Etiquette in Japan: How to eat sushi like the Japanese

In Japan, sushi is everywhere – in railway stations, on conveyor belts, in supermarkets and even vending machines. But great sushi happens only in the hands of a great sushi chef (known as an itamae), with just seconds passing between him forming it by hand, and you eating it by hand. It's this direct connection that turns the simple creation of vinegared rice and raw fish into theatre, art and religion rolled into one.

The thing is, if you go and put ginger on top of your sushi and wash it down with Coke, you won't burn in hell. Nobody will even tut-tut. Yet how much nicer it is for you, and your itamae, if you show respect for the codified ritual that has grown around sushi since the eighth century.

You order sushi from him (it is usually a him), and let him recommend the fish and the order in which it is served – probably white fish first, then oilier fish like tuna and salmon, ending with richer luxuries such as ikura (salmon roe) and uni (sea urchin). Any soup, drink or non-sushi orders go to the wait staff.

The ultimate sushi is nigiri, hand-shaped fingers of vinegared rice (known as shari) and topping (known as neta). There are those who say it must be eaten in the hands, and others who say it must be eaten with chopsticks. Find your own path. Just don't dip the rice side into your soy, or it will fall apart, and be sure to eat it in one bite. In this way, you respect the craft of your itamae, and preserve the integrity of his creation. And save your shirt from soy-stained rice droppings.

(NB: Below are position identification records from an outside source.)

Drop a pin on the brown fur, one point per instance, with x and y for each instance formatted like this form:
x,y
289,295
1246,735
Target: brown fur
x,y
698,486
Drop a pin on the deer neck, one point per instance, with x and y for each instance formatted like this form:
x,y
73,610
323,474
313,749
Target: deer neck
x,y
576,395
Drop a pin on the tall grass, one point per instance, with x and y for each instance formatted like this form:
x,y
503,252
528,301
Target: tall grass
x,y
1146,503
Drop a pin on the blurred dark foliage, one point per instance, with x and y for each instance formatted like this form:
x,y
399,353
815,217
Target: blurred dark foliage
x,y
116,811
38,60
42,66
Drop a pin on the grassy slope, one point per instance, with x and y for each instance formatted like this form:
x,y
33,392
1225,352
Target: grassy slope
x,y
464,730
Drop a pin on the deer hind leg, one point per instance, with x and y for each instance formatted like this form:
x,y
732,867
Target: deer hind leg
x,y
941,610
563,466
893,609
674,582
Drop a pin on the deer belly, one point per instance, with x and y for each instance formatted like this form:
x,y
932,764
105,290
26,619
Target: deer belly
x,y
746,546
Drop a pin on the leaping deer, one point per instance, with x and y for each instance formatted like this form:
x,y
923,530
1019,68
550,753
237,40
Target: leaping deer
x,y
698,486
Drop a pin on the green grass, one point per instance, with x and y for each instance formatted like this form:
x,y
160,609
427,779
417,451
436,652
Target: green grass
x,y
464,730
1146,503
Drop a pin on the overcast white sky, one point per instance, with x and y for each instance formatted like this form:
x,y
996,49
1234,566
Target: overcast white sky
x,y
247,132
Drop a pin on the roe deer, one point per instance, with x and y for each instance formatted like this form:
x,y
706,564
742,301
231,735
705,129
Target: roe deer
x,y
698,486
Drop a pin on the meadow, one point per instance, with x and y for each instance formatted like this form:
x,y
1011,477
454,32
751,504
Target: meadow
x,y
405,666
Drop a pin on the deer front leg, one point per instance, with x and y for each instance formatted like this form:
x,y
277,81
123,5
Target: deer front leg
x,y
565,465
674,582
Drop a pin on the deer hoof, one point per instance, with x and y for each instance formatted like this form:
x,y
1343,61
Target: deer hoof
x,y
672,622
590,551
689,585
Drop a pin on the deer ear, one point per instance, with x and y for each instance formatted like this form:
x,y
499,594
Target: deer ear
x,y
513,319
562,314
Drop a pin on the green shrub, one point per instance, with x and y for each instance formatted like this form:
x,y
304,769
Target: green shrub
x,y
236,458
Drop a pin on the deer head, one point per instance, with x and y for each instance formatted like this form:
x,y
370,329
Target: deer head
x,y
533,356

If you are offered an oshibori (hot towel), use it, then neatly fold the towel into its original shape. And don't mix the wasabi – that deliciously hot green paste that makes you feel like you are breathing fire through your nostrils like a dragon - into your soy sauce. The ginger (gari) doesn't go on top of the sushi, but is meant to refresh the palate between bites. The accompanying miso soup should be sipped straight from the bowl, held in two hands, and sake should always be poured by you for your companions, and poured by your companions for you. Unless, of course, you're dining on your own, in which case you are your own companion, so just keep pouring.